Per riuscire nel suo scopo, lo strumento utilizza una serie di funzionalità, ovvero:

  1. SEO Checker, delegato all’analisi di una singola pagina posizionata all’interno del sito proposto;
  2. SEO Spider, il quale va invece ad analizzare l’intero sito;
  3. Keyword Explorer, grazie al quale è possibile studiare e comparare le keyword, e le altre metriche ritenute fondamentali;
  4. SEO Editor, utilissimo per poter elaborare un articolo efficace in ottica SEO;
  5. Copy Metrics, che va ad analizzare un testo per capirne punti di forza ed eventuali debolezze.

Grazie alla semplicità di utilizzo e alla presenza di questi strumenti, in grado di individuare rapidamente eventuali problemi del sito tali da impedirne la crescita in termini di audience, SEO Tester Line riesce infine a garantire risultati notevoli.

Chi non vuole investire in un programma di questo genere, può approfittare della versione gratuita.

Mentre chi necessita di uno strumento più performante può invece scegliere tra tre piani di abbonamento. Ovvero:

  1. Personal, al prezzo di 29,95 euro al mese, ideale per chi sta muovendo i primi passi nel settore;
  2. Professional, il quale comporta un esborso di 79,95 mensili, rivolto a chi vuole rendere più proficuo il proprio lavoro sulla SEO;
  3. Business, il cui costo sale a 149,95 euro al mese, rivolto alle agenzie e ai professionisti del settore.

Si può anche decidere se scegliere mese dopo mese oppure pagare un intero anno, garantendosi in tal modo un risparmio del 15% sul prezzo finale.

E’ inoltre possibile usufruire di una prova gratuita di 15 giorni, per capire la potenzialità di SEO Tester Line e capire se faccia effettivamente al proprio caso.

Local Search Results Checker

A chiudere questa carrellata sugli strumenti SEO è Local Search Results Checker di BrightLocal.

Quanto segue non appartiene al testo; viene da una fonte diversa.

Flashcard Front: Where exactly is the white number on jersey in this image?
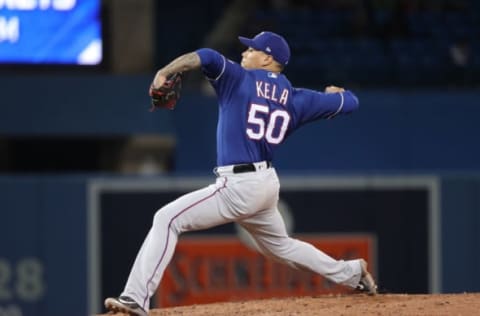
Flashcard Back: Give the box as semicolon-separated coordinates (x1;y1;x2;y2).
247;103;290;144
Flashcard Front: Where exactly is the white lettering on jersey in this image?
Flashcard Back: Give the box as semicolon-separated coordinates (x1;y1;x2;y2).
255;81;288;105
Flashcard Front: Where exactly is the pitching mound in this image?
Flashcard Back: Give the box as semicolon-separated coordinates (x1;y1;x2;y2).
98;293;480;316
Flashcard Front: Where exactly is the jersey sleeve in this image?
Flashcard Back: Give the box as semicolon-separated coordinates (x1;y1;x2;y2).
293;88;359;123
196;48;246;93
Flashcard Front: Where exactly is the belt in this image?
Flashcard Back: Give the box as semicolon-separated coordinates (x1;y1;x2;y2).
213;161;272;176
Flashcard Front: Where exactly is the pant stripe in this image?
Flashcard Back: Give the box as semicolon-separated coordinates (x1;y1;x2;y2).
142;177;227;310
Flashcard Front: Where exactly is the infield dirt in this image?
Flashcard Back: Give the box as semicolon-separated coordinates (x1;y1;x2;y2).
100;293;480;316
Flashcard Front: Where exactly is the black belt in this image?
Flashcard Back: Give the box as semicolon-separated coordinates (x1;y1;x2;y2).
233;161;272;173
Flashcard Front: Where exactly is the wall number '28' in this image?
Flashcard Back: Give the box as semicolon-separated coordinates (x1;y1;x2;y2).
0;258;46;302
247;103;290;144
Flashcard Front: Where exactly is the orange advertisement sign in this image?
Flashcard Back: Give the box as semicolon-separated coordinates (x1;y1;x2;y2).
155;234;375;307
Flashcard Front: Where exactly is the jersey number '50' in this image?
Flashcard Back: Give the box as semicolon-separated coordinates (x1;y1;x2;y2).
247;103;290;144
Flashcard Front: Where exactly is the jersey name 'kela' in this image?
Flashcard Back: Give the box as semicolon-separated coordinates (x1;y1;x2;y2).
255;81;288;105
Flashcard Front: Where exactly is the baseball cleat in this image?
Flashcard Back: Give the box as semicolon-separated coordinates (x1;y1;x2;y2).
357;259;377;295
105;296;148;316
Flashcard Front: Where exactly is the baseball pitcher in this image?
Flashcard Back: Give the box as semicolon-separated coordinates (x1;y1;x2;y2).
105;32;377;315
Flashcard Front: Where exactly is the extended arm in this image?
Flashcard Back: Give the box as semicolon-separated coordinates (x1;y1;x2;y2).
152;52;201;88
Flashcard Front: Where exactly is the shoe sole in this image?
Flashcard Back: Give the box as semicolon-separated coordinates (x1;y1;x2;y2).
360;259;377;295
105;298;148;316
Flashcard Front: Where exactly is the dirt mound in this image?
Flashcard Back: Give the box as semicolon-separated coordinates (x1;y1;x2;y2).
98;293;480;316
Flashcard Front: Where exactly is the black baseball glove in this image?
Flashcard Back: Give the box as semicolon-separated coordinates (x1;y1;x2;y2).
148;72;183;111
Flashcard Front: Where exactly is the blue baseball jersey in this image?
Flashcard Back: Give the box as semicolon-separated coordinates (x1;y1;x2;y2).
197;48;359;166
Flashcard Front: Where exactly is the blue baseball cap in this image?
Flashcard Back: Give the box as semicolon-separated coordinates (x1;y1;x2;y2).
238;32;290;66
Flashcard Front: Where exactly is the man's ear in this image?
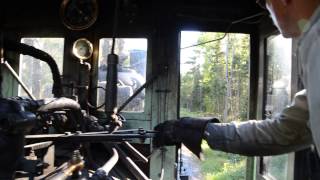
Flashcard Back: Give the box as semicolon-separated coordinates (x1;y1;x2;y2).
280;0;292;6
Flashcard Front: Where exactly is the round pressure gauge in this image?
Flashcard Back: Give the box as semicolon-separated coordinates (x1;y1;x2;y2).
60;0;98;30
72;38;93;60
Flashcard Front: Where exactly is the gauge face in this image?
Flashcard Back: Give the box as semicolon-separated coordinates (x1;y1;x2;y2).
60;0;98;30
72;38;93;60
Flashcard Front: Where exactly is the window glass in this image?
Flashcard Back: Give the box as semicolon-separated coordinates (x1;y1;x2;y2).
264;35;292;180
19;38;64;99
97;38;148;112
180;31;250;180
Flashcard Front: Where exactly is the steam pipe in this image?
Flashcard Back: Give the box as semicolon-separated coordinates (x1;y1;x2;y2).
3;40;62;97
3;61;36;100
91;147;119;180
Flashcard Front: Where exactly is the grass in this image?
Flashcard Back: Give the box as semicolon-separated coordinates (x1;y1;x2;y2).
201;142;246;180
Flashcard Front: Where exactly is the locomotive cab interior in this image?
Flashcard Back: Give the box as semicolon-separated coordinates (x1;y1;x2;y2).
0;0;318;180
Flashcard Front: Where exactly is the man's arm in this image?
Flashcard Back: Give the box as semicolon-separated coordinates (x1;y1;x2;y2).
204;90;312;156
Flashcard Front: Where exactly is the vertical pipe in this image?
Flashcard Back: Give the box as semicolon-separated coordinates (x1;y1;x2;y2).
105;54;119;115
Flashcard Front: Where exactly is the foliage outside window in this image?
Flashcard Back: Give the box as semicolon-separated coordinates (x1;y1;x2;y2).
97;38;147;112
19;38;64;99
180;31;250;180
264;35;292;180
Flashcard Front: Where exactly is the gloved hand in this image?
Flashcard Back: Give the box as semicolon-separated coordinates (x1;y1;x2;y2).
153;117;219;158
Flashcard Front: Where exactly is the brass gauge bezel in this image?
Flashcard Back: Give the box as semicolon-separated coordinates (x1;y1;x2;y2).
72;38;93;60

Considerato dagli esperti uno strumento molto prezioso di lavoro.

A renderlo tale la capacità di mostrare i risultati della ricerca da qualsiasi luogo. Obbedendo in pratica ai dettami della Local Search, ovvero la ricerca locale, una delle ultime tendenze in fatto di SEO. L’esigenza da cui muove questa disciplina è quella di chi intende attirare utenti in una determinata area geografica.

E proprio ad essa ubbidisce Local Search Results Checker, un programma che offre tre pacchetti:

  1. Single Business, a partire da 29 euro, ideale per le attività che contino sino a 3 sedi;
  2. Multi Business, al costo di 49 euro mensili, consigliato per le aziende le quali abbiano sino a 6 sedi;
  3. SEO Pro, piano completo per aziende che gestiscano oltre 100 sedi.

Come funziona il programma? Basta inserire la parola chiave e la posizione da cui si desidera eseguire la ricerca, basandola ad esempio su un CAP, un a via o una città per dare inizio ad una Ricerca Google o all’interno di Google Maps.

La quale restituisce le prime 10 pagine di risultati localizzati per il termine di ricerca e la posizione scelti. Chi vuole prima saggiare la validità del programma può comunque accedere ad un periodo di prova per 14 giorni.

Conclusioni

Per chi intende sfruttare al meglio il proprio sito e monetizzarlo, la Search Engine Optimization deve assolutamente essere presa in considerazione. Tanto che la figura professionale dello specialista SEO è ormai considerata una delle più ricercate nel mondo del lavoro.

Per poter svolgere il suo lavoro in maniera efficace, ha però bisogno di strumenti potenti. In grado di andare ad analizzare quanto fatto dalla concorrenza e di rapportarlo al proprio lavoro. Proprio per questo sul mercato è possibile reperire una lunga serie di strumenti i quali vanno ad analizzare le pagine di un sito, si incaricano di segnalare la presenza di contenuti duplicati, individuano i link interrotti o dannosi o le parole chiave necessarie per poter conseguire il miglior posizionamento possibile sui motori di ricerca e, in particolare su Google.

Non tenerli in conto può in effetti rappresentare il modo migliore per limitare l’efficacia del lavoro compiuto. Anche in considerazione del fatto che molti di questi programmi si presentano in edizione freemium, ovvero affiancano pacchetti a pagamento e versioni del tutto gratuite. Anche le seconde sono spesso in grado di rivelarsi performanti al punto giusto.